With Senator Jinggoy Estrada now on his way to the slammer, it’s two down, one to go. That’s right, Filipinos are keeping score. With glee. They see the imprisonment of Estrada along with Senator Bong Revilla and soon, presumably, Senator Juan Ponce Enrile as vindication that, indeed, crime does not pay.
The three Senators are the first of what is hoped to be a series of high-profile arrests for offenses related to the vast decades-long institutionalised ‘malversation’ of pork barrel funds channeled through bogus non-government organisations (NGOs) associated with alleged mastermind Janet Lim Napoles. The whistleblowing and subsequent witchhunt is long overdue and unprecedented in scale as hundreds of millions of pesos in unaccounted-for funds have been identified as having been stolen.
But this “scandal” (as if the Philippines hasn’t been scandal embodied since ‘independence’) is but the tip of the proverbial iceberg. Add to what I mentioned earlier (that pork barrel thievery has been a decades-long Filipino tradition) the fact that Napoles is just one of what could be hundreds other conduits for stolen pork barrel funds. Lucky for the other pork barrel brokers, the Philippines’ mainstream media and its clique of “activists” both online and offline have made Napoles the central figure in this circus all but distracting Filipinos from the bigger picture and further silhouetting all these other shady figures against the dazzle of Napoles’s celebrity.
On that note, we now then revisit the old cliche again:
Does crime pay?
Answering that question now becomes a bit trickier knowing that there are still a lot of unknowns out there. We don’t know, for example, how many more Napoleses are out there. We don’t know how many more senators and House representatives are squirreling away their pork through other channels. Don’t know how many NGOs “benefiting” from pork are in conflicts-of-interest-riddled relationships with their benefactors in government. Don’t know exactly how culpable the Budget Secretary and, yes, even the President is in this whole mess. Don’t know if even funds used legitimately are optimally spent.
We don’t know how many people get away with crime vis-à-vis those who are caught or exposed.

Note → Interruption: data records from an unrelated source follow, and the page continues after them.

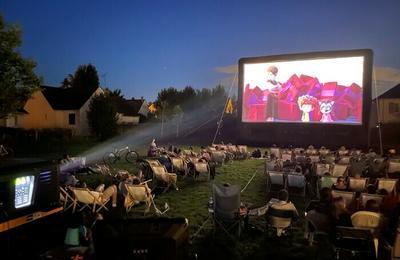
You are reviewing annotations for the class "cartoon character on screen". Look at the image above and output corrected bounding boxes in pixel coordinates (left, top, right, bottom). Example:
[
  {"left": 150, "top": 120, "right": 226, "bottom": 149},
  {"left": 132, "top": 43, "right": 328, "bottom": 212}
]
[
  {"left": 297, "top": 95, "right": 318, "bottom": 122},
  {"left": 318, "top": 99, "right": 335, "bottom": 123},
  {"left": 263, "top": 65, "right": 282, "bottom": 121}
]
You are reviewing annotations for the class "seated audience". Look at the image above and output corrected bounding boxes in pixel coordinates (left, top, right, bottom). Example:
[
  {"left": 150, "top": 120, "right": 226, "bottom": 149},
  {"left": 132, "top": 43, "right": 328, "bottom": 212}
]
[
  {"left": 270, "top": 189, "right": 299, "bottom": 218},
  {"left": 333, "top": 177, "right": 347, "bottom": 190},
  {"left": 332, "top": 197, "right": 351, "bottom": 227}
]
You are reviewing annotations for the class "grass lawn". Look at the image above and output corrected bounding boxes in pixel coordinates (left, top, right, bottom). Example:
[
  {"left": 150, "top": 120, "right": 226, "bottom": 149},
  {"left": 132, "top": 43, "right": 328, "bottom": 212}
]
[{"left": 74, "top": 155, "right": 332, "bottom": 259}]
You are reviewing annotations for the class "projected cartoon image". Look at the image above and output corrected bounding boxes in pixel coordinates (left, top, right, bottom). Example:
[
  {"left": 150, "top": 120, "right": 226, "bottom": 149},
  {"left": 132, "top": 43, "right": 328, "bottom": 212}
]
[{"left": 242, "top": 56, "right": 364, "bottom": 124}]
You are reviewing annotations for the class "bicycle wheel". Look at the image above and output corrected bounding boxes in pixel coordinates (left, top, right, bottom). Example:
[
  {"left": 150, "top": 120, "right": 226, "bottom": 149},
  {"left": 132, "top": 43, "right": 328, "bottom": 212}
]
[
  {"left": 103, "top": 152, "right": 118, "bottom": 164},
  {"left": 125, "top": 151, "right": 139, "bottom": 163}
]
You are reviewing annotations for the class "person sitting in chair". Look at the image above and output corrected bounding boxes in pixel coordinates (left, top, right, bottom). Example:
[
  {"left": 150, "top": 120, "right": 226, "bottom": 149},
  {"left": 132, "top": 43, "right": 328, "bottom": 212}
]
[{"left": 270, "top": 189, "right": 299, "bottom": 218}]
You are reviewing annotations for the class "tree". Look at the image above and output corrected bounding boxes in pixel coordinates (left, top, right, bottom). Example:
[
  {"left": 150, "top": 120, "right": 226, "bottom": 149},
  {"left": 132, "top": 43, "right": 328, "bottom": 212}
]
[
  {"left": 87, "top": 94, "right": 118, "bottom": 140},
  {"left": 0, "top": 15, "right": 40, "bottom": 118},
  {"left": 72, "top": 63, "right": 100, "bottom": 93}
]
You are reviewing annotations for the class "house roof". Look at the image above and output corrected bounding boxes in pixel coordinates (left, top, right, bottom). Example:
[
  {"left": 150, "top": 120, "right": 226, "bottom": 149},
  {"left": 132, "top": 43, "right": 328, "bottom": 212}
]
[
  {"left": 116, "top": 99, "right": 144, "bottom": 116},
  {"left": 42, "top": 86, "right": 98, "bottom": 110},
  {"left": 378, "top": 84, "right": 400, "bottom": 99}
]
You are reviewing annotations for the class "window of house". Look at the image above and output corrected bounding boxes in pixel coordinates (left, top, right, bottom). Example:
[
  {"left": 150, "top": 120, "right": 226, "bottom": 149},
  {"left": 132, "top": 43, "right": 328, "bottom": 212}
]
[
  {"left": 389, "top": 102, "right": 400, "bottom": 114},
  {"left": 68, "top": 113, "right": 75, "bottom": 125}
]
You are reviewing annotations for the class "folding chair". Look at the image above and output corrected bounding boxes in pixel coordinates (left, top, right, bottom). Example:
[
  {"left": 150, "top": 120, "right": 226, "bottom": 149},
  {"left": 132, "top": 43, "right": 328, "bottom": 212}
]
[
  {"left": 70, "top": 187, "right": 109, "bottom": 212},
  {"left": 377, "top": 178, "right": 398, "bottom": 193},
  {"left": 124, "top": 181, "right": 165, "bottom": 214},
  {"left": 331, "top": 164, "right": 348, "bottom": 177},
  {"left": 60, "top": 187, "right": 74, "bottom": 211},
  {"left": 305, "top": 210, "right": 331, "bottom": 246},
  {"left": 212, "top": 184, "right": 242, "bottom": 237},
  {"left": 267, "top": 207, "right": 294, "bottom": 237},
  {"left": 360, "top": 193, "right": 385, "bottom": 208},
  {"left": 387, "top": 160, "right": 400, "bottom": 177},
  {"left": 315, "top": 163, "right": 331, "bottom": 176},
  {"left": 348, "top": 177, "right": 368, "bottom": 192},
  {"left": 351, "top": 211, "right": 383, "bottom": 259},
  {"left": 332, "top": 190, "right": 356, "bottom": 208},
  {"left": 286, "top": 174, "right": 306, "bottom": 197},
  {"left": 269, "top": 147, "right": 281, "bottom": 159},
  {"left": 267, "top": 171, "right": 286, "bottom": 192},
  {"left": 150, "top": 165, "right": 177, "bottom": 192},
  {"left": 194, "top": 162, "right": 210, "bottom": 181},
  {"left": 333, "top": 226, "right": 375, "bottom": 259},
  {"left": 169, "top": 157, "right": 188, "bottom": 176},
  {"left": 211, "top": 151, "right": 226, "bottom": 165}
]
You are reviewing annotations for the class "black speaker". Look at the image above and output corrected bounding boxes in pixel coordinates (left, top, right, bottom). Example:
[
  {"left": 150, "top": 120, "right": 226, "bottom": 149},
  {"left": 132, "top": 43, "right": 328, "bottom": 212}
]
[{"left": 93, "top": 218, "right": 189, "bottom": 259}]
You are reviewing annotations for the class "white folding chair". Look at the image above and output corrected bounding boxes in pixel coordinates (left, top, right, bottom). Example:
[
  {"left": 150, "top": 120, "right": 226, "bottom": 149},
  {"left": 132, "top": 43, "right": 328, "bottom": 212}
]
[
  {"left": 331, "top": 164, "right": 349, "bottom": 177},
  {"left": 348, "top": 177, "right": 368, "bottom": 192}
]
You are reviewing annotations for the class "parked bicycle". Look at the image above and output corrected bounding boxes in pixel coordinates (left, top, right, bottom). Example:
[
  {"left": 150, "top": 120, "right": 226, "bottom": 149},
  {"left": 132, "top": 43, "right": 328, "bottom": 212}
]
[
  {"left": 103, "top": 146, "right": 139, "bottom": 164},
  {"left": 0, "top": 144, "right": 14, "bottom": 157}
]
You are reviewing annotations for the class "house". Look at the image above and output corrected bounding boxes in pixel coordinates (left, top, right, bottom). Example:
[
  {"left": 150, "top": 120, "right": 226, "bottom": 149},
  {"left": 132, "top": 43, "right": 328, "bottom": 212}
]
[
  {"left": 0, "top": 108, "right": 28, "bottom": 128},
  {"left": 373, "top": 84, "right": 400, "bottom": 124},
  {"left": 116, "top": 98, "right": 146, "bottom": 126},
  {"left": 18, "top": 86, "right": 103, "bottom": 136}
]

So for us to be crowing out loud after seeing three measly senators behind bars that “crime does not pay” is likely to be a bit of a hasty conclusion. What percentage of all stolen pork does funds channeled through Napoles account for? That’s an easy question to answer if a scientific bottom-up audit and investigation is mounted. But that is, of course, too hard. Why do it that way when a circus is more fun?
The Philippines after all is a country where banal criminality is a strong tradition. You see Filipinos of all social classes, creeds, and faiths routinely getting away with the pettiest to the most serious crimes everyday. To the average Filipino, laws are mere recommendations. This is why the biggest body of popularly-elected representatives, Phippine Congress, has been described as the world’s biggest crime syndicate — because in a democracy, the quality of elected leaders reflect the character of the society they rule over.
Indeed, even if we manage to account for the exact figure for the vast sums of pork money stolen so far, I hazard a guess that even that figure will be dwarfed by the sum total of all the money lost to the overall scheme of Filipino criminality that has gone unpunished.
Taken from that perspective, it is easy to see why Filipinos are so fixated on the pork barrel drama — because a handful of senators behind bars serves as a personal vindication for the average Filipino who, himself, is crooked by nature in his own small petty ways. And that is why Filipinos are quick to judge. Nice guys do indeed finish last, specially in the Philippines which is home to an inherently unjust society.